Пытаясь найти поддержку, я смотрю на Тома.
– Ну, скажи что-нибудь! Скажи, что это бред и делать необязательно!
Но Том молчит, словно оглушенный. Отец машет рукой в мою сторону:
– Давай, скажи ей. Скажи, что так нужно, это необходимо для твоей работы и бла-бла-бла… Ведь ты-то должен понимать, что вариантов больше нет.
Том качает головой и закрывает глаза. Понимая, что помощи ждать бесполезно, я защищаю себя сама:
– Пап, но я только стала жить своей жизнью! Я хожу на работу, посещаю группы, пытаюсь завести друзей. Я не хочу все это обрывать, я просто не могу! Ведь я только стала жить как нормальный человек!
– Да, дочка, – кивает папа, вдруг становясь более мягким. – Я тоже не хочу втягивать тебя в это, не хочу подвергать опасности и делать мишенью критики. Не хочу, чтобы ты находилась в том обществе, которое может плохо на тебя повлиять. Не хочу подвергать твое здоровье риску.

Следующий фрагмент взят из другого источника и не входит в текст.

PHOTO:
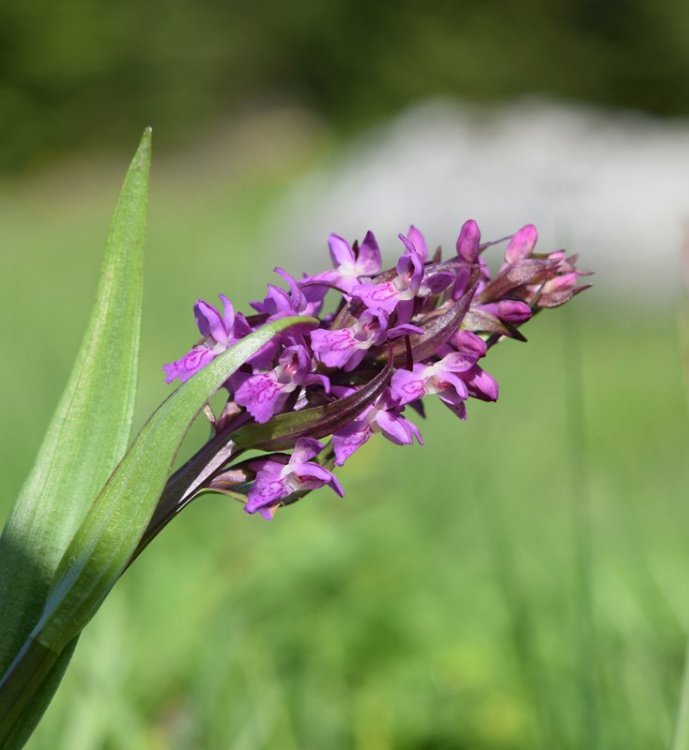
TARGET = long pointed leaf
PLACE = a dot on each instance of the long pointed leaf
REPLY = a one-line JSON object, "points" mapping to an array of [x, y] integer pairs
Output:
{"points": [[105, 541], [90, 429]]}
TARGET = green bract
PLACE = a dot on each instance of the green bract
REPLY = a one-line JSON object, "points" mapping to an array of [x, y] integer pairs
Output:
{"points": [[77, 522]]}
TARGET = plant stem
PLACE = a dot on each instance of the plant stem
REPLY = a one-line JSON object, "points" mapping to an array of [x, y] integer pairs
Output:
{"points": [[182, 486]]}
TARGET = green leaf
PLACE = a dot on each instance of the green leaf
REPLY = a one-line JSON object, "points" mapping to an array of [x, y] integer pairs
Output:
{"points": [[90, 429], [110, 532]]}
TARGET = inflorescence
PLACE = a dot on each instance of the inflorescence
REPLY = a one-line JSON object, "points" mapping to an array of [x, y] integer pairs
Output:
{"points": [[394, 337]]}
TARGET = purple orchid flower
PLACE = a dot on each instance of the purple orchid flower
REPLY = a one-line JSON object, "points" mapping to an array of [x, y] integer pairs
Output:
{"points": [[384, 416], [387, 295], [280, 475], [264, 393], [219, 332], [351, 263], [278, 303], [416, 330]]}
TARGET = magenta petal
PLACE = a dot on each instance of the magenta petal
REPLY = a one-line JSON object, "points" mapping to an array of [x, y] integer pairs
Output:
{"points": [[265, 491], [408, 385], [469, 344], [209, 322], [227, 314], [468, 241], [348, 440], [522, 244], [333, 348], [369, 261], [313, 474], [340, 251], [395, 428], [378, 296], [513, 311], [261, 395], [482, 385], [305, 449], [189, 365], [418, 242]]}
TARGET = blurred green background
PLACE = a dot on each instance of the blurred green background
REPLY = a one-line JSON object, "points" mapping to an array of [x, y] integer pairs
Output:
{"points": [[518, 582]]}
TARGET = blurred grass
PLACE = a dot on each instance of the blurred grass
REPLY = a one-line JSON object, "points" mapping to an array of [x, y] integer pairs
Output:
{"points": [[436, 605]]}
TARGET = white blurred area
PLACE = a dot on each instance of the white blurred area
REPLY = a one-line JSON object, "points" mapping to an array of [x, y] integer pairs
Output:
{"points": [[611, 186]]}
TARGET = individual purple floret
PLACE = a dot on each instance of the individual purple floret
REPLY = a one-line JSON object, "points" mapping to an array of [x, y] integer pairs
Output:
{"points": [[394, 337], [387, 295], [280, 475], [351, 263], [265, 393]]}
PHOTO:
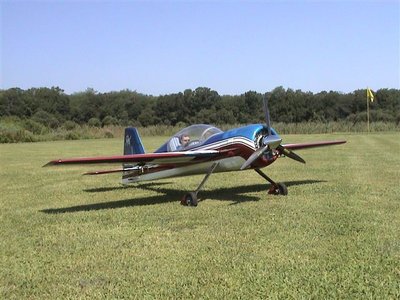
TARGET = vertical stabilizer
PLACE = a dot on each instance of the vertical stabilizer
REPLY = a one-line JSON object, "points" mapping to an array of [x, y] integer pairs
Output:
{"points": [[132, 142]]}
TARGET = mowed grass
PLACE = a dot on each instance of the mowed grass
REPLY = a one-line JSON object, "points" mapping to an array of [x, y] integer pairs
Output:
{"points": [[336, 235]]}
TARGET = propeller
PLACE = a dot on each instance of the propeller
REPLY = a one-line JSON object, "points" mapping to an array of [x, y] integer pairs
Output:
{"points": [[270, 142]]}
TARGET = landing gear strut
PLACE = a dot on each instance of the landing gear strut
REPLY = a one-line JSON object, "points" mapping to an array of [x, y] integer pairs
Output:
{"points": [[276, 188], [190, 199]]}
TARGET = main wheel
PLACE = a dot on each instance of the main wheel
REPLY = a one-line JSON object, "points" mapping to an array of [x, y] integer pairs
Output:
{"points": [[190, 199], [278, 189], [282, 189]]}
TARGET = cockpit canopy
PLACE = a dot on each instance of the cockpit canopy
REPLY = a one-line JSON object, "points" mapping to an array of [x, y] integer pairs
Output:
{"points": [[197, 134]]}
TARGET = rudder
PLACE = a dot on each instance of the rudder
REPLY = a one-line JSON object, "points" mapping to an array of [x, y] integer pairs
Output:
{"points": [[132, 142]]}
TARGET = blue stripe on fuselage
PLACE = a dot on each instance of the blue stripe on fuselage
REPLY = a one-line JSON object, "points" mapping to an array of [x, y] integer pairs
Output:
{"points": [[249, 132]]}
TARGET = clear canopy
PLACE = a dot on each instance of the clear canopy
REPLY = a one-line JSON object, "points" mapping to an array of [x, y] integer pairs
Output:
{"points": [[191, 136]]}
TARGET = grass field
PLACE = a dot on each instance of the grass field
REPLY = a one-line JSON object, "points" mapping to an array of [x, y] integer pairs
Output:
{"points": [[336, 235]]}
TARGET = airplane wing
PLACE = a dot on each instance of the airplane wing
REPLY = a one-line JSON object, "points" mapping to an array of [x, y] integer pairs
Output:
{"points": [[311, 145], [150, 159]]}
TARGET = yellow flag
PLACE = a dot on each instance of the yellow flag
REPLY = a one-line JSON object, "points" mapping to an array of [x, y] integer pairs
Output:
{"points": [[370, 96]]}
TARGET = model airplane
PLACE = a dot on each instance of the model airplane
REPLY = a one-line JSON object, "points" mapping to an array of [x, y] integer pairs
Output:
{"points": [[201, 149]]}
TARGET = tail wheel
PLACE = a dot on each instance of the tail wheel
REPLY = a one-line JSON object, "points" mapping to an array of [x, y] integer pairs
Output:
{"points": [[278, 189], [190, 199]]}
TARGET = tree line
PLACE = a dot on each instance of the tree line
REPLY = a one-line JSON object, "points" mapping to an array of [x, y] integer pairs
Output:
{"points": [[54, 108]]}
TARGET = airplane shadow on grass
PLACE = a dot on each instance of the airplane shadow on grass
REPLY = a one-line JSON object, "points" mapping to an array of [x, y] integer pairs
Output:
{"points": [[235, 195]]}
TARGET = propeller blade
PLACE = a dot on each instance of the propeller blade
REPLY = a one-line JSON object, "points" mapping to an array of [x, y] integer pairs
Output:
{"points": [[273, 142], [290, 154]]}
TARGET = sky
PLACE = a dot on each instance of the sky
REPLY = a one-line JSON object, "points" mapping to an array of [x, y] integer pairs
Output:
{"points": [[163, 47]]}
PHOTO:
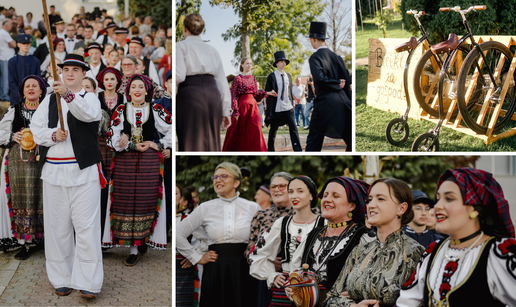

Он замолкает на секунду, и в тишине мое бешено стучащее сердце звучит оглушающе громко.
– Том, давай скажем честно, – говорит отец и смотрит на него, – это полностью твоя проблема. Это твоя карьера, твои риски и твой выбор. Мы предлагаем готовое решение и ожидаем, что ты примешь его. Если согласен, я готов идти с тобой до конца, но в ином случае… думаю, ты и сам понимаешь. Поэтому, – отец встает с кресла, направляясь к выходу и оборачиваясь: – Уговаривай ее. Приводи аргументы, давай обещания, проси о помощи. Сейчас это твоя ответственность, а я не приложу к этому никаких усилий.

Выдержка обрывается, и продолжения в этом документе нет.